Sebuah Kesaksian 212 : Deny Suwarja

Tadinya tidak terpikirkan, ikut menjemput dan mengawal para peserta long march Ciamis - Jakarta di Malangbong. Saat ada keperluan di Cibatu, pukul 15.40 WIB membaca update info rombongan dari salah seorang peserta bahwa rombongan sudah tiba di mesjid Agung Malangbong. Tertarik dan panggilan hati ingin memberi dukungan moril kepada mereka.

Via Sasakbeusi menuju Malangbong, perasaan dan hati dibuat bangga dan sejuk. Betapa tidak, disepanjang tepi jalan tampak masyarakat berkerumun disetiap sudut. Anak-anak, Ibu-ibu, Bapak-bapak, Kakek-kakek, Nenek-nenek semua bersiap menyambut lengkap dengan makanan dan minuman bahkan buah-buahan.

Di Lewo, berhenti sejenak. Mendekati kerumunan itu dan memasang kamera kecil. Saat ditanya mengapa mereka melakukan itu ? jawaban mereka: "Lillahita'ala, demi Allah, demi Agama, demi membela Al-Quran yang telah dinistakan."
"Ini murni dari hamba Allah, bukan dari partai politik yang dituduhkan si Penista! Kami tidak bisa ikut long march. Tapi kami ingin mendukung mereka. Tukang tahu menyumbang tahu, tukang emplod, tukang tempe, tukang krupuk, tukang roti, tukang bala-bala. Bapak lihat sendiri ini didepan. Semua sumbangan sukarela. Ikhlas, gak ada yang membayar!", Jawab mereka.

Subhanallah, bulu kuduk merinding. Ada yang tersekat ditenggorokan. Mereka rakyat biasa begitu rela berkorban. Demi keyakinan dan keimanan mereka yang diinjak-injak dan dinistakan. Mereka rela berkorban dan sudah berdiri disana lebih kurang 1,5 jam. Padahal rombongan long march baru tiba di mesjid Agung Malangbong dan rehat dengan shalat maghrib. Perjalanan baru akan dilanjut ba'da shalat Magrib.
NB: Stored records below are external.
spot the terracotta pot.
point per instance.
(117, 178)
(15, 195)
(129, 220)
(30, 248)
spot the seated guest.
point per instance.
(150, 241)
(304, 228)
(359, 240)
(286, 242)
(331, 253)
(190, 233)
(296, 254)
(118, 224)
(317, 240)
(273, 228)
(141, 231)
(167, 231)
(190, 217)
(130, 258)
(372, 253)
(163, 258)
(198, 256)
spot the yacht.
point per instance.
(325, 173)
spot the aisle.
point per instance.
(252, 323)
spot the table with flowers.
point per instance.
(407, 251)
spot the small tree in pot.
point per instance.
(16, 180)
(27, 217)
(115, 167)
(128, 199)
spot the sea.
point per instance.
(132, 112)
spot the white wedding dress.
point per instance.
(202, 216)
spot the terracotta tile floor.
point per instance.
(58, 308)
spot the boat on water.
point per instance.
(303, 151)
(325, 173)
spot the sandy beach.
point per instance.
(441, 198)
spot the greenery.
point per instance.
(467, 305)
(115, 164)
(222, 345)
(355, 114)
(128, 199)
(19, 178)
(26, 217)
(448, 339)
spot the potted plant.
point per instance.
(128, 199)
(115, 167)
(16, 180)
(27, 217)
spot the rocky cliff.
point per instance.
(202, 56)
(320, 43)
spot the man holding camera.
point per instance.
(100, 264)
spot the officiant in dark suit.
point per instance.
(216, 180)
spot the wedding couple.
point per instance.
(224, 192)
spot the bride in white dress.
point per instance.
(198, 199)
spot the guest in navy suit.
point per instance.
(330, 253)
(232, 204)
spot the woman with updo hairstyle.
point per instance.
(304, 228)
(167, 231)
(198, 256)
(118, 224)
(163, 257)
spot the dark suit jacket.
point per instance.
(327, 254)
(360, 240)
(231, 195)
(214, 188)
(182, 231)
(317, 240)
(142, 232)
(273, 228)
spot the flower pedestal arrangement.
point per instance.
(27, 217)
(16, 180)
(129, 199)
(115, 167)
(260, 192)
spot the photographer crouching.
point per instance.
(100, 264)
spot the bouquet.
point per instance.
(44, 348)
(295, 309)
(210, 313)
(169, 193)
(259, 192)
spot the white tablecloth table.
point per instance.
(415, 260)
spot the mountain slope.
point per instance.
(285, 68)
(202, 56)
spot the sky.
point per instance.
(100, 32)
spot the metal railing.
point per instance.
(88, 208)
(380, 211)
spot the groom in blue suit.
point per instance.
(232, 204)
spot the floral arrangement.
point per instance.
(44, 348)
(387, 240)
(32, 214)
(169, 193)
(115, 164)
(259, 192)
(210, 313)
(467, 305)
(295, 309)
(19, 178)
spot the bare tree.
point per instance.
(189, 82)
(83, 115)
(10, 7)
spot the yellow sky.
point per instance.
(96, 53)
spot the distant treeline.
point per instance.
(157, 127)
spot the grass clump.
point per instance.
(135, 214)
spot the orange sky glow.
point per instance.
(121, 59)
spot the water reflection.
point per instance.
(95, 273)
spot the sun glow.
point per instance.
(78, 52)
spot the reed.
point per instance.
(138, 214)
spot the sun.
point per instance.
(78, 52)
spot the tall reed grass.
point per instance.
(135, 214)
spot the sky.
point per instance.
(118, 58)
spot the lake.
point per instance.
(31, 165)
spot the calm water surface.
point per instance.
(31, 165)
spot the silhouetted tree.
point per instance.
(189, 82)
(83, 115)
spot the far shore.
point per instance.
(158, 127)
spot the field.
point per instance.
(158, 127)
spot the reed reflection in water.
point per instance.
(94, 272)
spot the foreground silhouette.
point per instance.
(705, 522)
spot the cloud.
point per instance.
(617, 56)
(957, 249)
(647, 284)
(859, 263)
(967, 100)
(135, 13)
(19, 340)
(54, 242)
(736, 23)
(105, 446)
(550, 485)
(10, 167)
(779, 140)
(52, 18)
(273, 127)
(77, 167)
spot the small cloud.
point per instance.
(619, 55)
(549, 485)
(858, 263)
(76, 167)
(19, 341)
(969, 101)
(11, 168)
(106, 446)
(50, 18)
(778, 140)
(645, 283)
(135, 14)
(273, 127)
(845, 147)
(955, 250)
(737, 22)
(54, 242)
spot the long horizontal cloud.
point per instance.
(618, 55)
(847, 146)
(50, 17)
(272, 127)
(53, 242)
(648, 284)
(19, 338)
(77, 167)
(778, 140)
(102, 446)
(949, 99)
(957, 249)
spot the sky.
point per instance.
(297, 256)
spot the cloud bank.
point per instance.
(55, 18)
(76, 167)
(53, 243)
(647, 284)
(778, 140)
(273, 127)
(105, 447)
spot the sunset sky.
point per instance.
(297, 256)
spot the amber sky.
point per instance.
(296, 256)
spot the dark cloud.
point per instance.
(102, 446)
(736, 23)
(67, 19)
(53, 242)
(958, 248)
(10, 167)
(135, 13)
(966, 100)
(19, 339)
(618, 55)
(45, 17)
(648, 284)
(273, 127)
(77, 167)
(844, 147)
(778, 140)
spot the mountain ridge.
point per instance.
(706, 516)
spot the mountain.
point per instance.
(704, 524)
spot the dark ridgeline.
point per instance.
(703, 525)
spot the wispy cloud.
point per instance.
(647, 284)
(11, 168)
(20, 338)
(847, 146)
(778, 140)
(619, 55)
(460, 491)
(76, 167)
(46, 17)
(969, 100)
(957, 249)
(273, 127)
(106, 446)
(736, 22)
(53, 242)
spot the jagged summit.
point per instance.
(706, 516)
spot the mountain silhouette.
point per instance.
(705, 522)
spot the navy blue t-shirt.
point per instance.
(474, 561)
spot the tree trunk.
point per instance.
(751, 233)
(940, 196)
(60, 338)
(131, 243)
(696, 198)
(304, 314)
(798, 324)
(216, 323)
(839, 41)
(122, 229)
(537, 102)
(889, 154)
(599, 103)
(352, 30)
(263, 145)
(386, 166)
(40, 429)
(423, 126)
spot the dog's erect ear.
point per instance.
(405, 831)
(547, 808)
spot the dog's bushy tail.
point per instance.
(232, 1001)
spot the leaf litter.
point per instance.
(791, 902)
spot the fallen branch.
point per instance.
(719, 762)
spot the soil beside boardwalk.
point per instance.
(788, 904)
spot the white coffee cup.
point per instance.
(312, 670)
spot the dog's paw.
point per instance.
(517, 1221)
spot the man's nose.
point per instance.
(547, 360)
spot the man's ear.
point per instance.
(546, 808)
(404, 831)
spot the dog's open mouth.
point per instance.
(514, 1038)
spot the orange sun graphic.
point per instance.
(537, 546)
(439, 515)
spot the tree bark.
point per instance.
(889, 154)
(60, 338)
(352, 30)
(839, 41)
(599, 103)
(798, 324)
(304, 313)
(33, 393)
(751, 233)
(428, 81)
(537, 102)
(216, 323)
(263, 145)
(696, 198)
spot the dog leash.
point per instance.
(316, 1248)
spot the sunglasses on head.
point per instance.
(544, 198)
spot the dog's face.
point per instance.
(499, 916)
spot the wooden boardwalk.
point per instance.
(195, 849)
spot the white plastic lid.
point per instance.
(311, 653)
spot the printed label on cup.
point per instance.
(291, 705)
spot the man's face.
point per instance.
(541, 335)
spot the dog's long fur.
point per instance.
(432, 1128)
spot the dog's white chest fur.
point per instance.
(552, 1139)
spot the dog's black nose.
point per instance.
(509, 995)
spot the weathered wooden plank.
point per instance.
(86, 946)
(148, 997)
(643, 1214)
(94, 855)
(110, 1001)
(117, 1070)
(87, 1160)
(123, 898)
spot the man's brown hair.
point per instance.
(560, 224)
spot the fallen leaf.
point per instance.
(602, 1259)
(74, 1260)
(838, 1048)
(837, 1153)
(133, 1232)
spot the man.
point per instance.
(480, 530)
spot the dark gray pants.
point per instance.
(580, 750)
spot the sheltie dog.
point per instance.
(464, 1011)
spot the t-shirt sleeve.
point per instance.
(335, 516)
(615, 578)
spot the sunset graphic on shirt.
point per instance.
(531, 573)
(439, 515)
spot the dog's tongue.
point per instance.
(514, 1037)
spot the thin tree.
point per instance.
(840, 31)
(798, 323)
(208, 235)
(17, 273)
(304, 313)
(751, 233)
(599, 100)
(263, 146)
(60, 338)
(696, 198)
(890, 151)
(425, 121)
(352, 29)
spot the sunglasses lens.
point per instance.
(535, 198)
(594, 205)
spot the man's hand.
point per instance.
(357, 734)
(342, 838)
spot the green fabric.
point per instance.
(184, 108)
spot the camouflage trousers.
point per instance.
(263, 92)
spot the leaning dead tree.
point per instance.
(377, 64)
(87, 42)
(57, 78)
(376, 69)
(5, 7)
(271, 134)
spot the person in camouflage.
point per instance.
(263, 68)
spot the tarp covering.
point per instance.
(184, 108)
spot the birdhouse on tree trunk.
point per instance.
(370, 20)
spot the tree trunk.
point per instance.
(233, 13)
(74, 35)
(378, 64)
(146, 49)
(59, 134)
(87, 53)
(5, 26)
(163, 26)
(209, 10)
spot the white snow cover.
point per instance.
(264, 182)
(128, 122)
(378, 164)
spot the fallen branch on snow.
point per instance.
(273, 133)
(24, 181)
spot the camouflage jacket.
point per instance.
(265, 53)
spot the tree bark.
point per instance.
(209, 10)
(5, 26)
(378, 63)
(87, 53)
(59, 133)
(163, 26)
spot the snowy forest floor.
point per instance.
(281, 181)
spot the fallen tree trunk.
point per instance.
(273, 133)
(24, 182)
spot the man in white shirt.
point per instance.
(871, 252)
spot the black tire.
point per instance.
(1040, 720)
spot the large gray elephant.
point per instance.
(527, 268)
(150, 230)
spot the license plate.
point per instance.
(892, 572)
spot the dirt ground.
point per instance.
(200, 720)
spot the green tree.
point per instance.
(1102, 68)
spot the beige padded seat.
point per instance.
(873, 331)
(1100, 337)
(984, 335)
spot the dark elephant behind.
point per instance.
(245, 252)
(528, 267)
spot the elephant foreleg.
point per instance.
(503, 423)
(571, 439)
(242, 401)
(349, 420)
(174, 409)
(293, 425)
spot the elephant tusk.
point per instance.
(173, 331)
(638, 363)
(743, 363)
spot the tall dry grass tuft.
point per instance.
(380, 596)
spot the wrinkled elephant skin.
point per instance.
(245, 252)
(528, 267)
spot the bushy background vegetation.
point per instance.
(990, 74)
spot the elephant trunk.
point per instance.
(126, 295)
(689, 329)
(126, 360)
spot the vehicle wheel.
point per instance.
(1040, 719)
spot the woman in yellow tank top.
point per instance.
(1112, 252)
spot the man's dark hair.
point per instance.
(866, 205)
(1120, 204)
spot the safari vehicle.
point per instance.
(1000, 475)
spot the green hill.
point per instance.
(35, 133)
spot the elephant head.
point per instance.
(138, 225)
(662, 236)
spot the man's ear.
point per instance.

Tiba di Mesjid Agung Malangbong, suasana seperti malam takbiran. Setiap melewati kerumunan orang-orang gema takbir dan kepalan tangan terangkat selalu terucap. Tegas tanpa ragu. Tampak beberapa ada yang makan nasi bungkus berdua, bahkan ada bertiga smbil duduk bersandar ke tembok. Belakangan mendapat informasi dari koordinator konsumsi bahwa makanan, snack, air kemasan, obat-obatan lebih dari cukup. Sumbangan sukarela dari masyarakat yang terlewati rombongan. Yang kurang adalah untuk nasi bungkus/box karena sering mengalami keterlambatan karena langsung didrop dari pesantren Ciamis. Namun peserta tidak mengeluh, saat di Malangbong mendapatkan 300 nasi bungkus dari masyarakat setempat. Mereka rela berbagi dengan teman-temannya. MasyaAllah!

Untuk makanan kemasan seperti biskuit atau roti dan air kemasan lebih dari cukup. Bahkan mobil feeding kewalahan untuk mengangkut semua itu. Alternatifnya koordinator konsumsi harus mendatangkan truk dump yang besar untuk mengangkut semua konsumsi yang disediakan masyarakat sepanjang Ciamis - Malangbong. Pastinya akan terus bertambah selama perjalanan ke Jakarta. Yang mengiris hati adalah diantara makanan kemasan tampak juga makanan tradisional seperti cucur, ali agreg, burayot, rangginang, emplod, ladu, bahkan air kopi panas yang dimasukkan diplastik ada disana! Yang pasti semua makanan tradisional tersebut diolah oleh masyarakat kebanyakan rakyat miskin yang tidak rela kitab sucinya dihina dan ingin membela dengan cara mereka.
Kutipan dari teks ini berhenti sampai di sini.